WATERLOO, Ill. (KTVI) – A 62-year-old Illinois woman will become one of the oldest women in the country to give birth.
Kathy Blattner is expecting a baby girl in April thanks to eggs donated by her daughter, Sarah Utz who is also expecting.
The two women say it’s like the second installment of the movie “Father of the Bride,” in which the mother and daughter were pregnant at the same time.
Kathy Blattner and her husband, John, met and got married when they were both in their 40s.
Kathy Blattner was unable to have children at the time because her eggs were no longer viable at her age. She received donor eggs from a cousin that were combined with her husband’s sperm. Through invitro fertilization, she got pregnant and had a son 12 years ago.
Later, the Blattners decided they wanted more children.
Kathy Blattner, then in her late 50s, said none of the infertility specialists she contacted would treat her because of her age. She finally found Dr. Sherman Silber, who thought she was in great physical health and had a family support system and the financial and emotional means to care for more children.
“Older women on average tend to have more confident, more intelligent babies,” Silber said. “And that’s because they’re focused on the baby in the early years of life when everything happens.”
This time, Kathy Blattner used donated eggs from Utz, her daughter from her first marriage. Silber combined them with sperm from her husband, John Blattner, with whom Utz shares no DNA. Kathy Blattner became pregnant at age 60 and now has a 2-year-old boy.
“She carried him. She is the mother,” Utz said. “I don’t feel any genetic connection other than I’m a sister.”
The Blattners froze the remaining embryos at the time for later use.
Now at 62, Kathy Blattner is pregnant again after thawing the remaining embryos. She was first pregnant with twins but lost the pregnancy after a few weeks.
The American Society for Reproductive Medicine cites in its ethics guidelines that women over 55 years old shouldn’t give birth.

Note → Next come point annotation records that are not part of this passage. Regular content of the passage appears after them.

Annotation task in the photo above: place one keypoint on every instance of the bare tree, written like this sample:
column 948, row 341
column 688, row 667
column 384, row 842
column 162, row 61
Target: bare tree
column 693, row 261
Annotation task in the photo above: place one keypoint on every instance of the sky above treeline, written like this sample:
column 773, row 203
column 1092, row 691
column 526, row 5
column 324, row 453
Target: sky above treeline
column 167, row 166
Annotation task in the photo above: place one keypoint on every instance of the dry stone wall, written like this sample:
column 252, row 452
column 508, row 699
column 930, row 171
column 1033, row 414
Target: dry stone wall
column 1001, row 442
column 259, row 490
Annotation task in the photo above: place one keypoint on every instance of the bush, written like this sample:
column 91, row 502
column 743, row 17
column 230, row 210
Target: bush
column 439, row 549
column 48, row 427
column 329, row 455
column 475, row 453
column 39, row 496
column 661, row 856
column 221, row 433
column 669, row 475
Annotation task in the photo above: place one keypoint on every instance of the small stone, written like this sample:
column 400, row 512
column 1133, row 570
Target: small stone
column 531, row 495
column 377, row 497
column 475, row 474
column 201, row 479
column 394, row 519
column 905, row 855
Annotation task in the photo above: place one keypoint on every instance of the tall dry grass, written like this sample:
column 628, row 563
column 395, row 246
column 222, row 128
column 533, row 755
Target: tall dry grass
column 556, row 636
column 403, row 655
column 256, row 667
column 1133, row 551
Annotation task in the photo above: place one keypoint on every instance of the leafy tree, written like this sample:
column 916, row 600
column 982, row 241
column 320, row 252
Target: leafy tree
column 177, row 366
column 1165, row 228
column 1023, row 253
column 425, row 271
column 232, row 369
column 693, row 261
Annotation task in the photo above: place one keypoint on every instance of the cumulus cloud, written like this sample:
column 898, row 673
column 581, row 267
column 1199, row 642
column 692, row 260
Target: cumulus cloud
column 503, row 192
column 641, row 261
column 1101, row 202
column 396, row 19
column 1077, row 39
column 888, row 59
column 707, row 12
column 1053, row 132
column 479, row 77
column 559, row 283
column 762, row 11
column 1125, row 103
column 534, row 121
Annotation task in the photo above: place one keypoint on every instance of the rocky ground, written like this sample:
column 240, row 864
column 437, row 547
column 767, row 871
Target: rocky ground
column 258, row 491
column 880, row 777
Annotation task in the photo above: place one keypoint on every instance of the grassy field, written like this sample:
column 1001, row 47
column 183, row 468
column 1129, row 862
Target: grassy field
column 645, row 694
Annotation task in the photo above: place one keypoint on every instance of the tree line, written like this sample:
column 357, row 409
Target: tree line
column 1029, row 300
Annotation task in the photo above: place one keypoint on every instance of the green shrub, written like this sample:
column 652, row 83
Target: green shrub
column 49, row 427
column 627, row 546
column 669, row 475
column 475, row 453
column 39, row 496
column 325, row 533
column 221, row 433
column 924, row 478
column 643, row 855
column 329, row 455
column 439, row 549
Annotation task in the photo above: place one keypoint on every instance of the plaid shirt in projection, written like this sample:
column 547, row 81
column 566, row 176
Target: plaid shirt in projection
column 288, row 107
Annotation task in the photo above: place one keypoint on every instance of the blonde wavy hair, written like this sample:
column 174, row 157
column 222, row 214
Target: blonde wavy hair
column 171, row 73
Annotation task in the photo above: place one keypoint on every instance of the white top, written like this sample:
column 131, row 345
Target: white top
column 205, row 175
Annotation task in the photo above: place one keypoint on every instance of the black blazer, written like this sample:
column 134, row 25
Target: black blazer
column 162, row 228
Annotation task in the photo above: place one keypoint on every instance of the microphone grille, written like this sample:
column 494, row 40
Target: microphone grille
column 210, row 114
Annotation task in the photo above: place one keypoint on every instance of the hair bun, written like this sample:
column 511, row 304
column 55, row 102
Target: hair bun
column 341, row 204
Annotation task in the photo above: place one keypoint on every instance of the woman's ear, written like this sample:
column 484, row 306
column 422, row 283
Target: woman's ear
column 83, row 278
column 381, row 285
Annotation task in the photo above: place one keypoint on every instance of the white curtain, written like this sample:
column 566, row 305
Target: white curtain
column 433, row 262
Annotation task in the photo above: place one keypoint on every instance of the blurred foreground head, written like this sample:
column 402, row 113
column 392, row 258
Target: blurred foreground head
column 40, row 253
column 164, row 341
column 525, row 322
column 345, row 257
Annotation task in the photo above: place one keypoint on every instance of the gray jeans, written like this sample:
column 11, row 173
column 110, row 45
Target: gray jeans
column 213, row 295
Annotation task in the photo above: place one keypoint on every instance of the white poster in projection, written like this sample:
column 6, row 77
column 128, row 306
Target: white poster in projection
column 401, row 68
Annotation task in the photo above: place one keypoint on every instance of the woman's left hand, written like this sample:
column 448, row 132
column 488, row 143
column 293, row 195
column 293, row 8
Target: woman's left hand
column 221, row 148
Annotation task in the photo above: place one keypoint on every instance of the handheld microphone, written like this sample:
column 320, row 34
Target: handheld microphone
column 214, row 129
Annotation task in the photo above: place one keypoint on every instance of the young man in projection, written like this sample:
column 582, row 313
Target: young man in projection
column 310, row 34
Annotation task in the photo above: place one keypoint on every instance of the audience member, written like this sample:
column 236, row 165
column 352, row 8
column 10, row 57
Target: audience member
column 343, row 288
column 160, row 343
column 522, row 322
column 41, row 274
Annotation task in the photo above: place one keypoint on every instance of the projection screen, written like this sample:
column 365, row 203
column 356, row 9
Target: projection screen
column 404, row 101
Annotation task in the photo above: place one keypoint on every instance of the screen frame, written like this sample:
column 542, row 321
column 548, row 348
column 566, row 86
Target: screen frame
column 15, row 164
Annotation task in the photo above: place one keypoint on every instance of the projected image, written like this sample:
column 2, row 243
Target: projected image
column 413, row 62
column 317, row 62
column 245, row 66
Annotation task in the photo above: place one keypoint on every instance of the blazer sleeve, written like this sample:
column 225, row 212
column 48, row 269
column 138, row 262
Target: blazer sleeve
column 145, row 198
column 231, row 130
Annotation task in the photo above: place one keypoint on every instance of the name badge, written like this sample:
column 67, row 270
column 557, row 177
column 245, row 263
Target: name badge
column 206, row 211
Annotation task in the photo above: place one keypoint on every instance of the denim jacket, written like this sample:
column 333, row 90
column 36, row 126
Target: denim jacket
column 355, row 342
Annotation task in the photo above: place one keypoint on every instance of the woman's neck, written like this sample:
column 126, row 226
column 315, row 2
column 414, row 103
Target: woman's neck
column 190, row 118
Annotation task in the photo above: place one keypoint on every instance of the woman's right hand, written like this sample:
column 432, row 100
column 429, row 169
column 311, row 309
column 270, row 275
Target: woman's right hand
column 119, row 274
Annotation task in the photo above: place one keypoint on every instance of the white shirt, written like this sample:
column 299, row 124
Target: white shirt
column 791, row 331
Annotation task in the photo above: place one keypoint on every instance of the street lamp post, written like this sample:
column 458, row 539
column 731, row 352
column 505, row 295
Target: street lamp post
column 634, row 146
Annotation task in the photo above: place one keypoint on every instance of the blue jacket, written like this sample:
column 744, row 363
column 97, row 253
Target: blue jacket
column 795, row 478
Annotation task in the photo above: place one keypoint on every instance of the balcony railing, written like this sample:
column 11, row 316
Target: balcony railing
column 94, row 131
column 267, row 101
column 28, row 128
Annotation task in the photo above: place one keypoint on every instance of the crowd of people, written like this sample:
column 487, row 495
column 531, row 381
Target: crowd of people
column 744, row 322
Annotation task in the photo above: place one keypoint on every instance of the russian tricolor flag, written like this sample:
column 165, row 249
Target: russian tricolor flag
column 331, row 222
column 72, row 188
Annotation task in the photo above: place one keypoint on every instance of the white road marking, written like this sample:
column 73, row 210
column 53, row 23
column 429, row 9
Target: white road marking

The guidelines say pregnancy is too risky for the mother and the child. It also cites issues with the older mothers’ longevity and the greater likelihood that one or both of the parents could die before the child is an adult.
Silber argues it is unfair for society to look differently upon older women who want to have a baby and not older men.
“Does a 59- or 61-year-old woman deserve to have a baby?” Silber asked. “Well, no one asks that about 90-year-old guys.”